【第114回】 息づかい

合気の体が出来ても、体が自由に機能しなければ技は効かない。体が機能するためには、息の使い方、呼吸が大事である。体は呼吸に合わせて動かさなければならない。初心者は体の動きに合わせて呼吸するので、力が出せないし、息が続かず、息切れしてしまう。

合気道では息を吸うこと、息を腹に入れることが大事である。息を吸っている間、体は柔軟になる。逆に、息を吐くと、通常、体は硬くなる。また息を吸っていると、相手にくっ付き易くなる。逆に、息を吐くと、相手と離れたり、弾き飛ばすことになる。勿論、修行を積めば、息を吐きながらでも体を柔らかくし、相手にくっ付く事も出来るようになる。

息を吸うことで掛かることが分かり易い技には、次のような稽古がある。
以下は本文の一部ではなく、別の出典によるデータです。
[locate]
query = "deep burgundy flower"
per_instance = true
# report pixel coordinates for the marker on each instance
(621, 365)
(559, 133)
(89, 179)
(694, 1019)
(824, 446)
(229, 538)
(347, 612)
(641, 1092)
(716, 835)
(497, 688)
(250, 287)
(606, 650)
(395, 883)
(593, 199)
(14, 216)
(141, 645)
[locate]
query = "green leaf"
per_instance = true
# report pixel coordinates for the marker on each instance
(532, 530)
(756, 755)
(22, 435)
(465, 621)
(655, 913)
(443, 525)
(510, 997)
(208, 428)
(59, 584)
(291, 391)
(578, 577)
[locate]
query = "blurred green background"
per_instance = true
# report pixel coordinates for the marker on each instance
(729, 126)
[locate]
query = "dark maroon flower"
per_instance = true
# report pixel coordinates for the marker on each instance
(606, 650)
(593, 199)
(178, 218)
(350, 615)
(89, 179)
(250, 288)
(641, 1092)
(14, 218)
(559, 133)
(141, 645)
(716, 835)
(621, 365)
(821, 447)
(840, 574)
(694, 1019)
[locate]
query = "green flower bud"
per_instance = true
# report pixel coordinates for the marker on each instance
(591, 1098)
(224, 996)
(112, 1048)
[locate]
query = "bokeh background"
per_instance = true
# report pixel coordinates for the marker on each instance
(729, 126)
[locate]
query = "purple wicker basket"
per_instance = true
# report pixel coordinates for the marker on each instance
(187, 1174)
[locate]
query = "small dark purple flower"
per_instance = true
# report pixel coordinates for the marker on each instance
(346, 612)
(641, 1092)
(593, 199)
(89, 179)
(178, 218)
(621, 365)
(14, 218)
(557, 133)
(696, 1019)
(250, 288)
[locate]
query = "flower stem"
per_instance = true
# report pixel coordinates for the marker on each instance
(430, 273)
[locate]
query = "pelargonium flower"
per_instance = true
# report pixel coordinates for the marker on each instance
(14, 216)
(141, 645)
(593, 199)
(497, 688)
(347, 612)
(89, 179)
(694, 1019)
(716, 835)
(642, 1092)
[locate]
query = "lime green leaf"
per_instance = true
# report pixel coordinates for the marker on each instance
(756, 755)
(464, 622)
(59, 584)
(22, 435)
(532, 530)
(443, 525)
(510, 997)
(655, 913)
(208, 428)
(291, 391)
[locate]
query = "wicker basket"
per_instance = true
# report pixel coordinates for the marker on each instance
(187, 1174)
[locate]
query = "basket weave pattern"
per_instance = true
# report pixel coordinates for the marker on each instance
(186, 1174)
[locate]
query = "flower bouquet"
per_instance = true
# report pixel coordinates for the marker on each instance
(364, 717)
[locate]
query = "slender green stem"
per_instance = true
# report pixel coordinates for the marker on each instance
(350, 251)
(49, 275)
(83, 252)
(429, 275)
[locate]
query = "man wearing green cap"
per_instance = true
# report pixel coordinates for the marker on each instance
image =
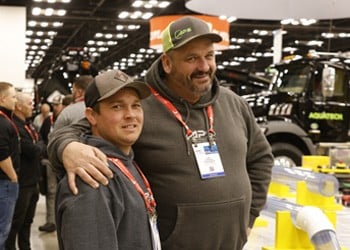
(206, 158)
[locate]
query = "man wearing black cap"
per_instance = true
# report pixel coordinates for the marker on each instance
(122, 214)
(206, 158)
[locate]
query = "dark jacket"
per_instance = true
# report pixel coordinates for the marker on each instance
(197, 214)
(9, 142)
(111, 217)
(32, 150)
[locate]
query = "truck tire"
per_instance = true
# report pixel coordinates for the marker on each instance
(286, 154)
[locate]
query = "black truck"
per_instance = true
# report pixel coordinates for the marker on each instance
(306, 109)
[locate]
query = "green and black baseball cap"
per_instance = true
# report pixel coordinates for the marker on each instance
(185, 29)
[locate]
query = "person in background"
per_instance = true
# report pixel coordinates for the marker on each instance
(67, 100)
(206, 158)
(76, 111)
(116, 216)
(45, 111)
(29, 174)
(49, 174)
(9, 159)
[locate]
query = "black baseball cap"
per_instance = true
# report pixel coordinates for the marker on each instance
(110, 82)
(185, 29)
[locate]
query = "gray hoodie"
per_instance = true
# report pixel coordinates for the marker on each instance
(111, 217)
息を吸うことで、相手を吸収し、相手と一つになり、相手を自由にし易くなることが実感できると同時に、この技の形を稽古することによって、息を吸う練習にもなるだろう。

1.体の各部位を伸ばす体操。(息を吸いながら伸ばすことが重要)
2.正面打ちと横面打ち
3.片手取り四方投げと"腕首がらみ"
4.正面打ち入身投げ
5.胸取り二教裏
6.胸取りからみ技
7.後両手取り:三教、呼吸法、四方投げ
8.座技呼吸法
9.終末動作:背筋伸ばし

「わざ」は息に合わせなければ上手くいかない。息が合っていない体の動きは、死に体となるからである。そのためには、肺活量が多くなければならない。呼吸横隔膜と尾?骨横隔膜が充分働くように、呼吸の訓練も必要であろう。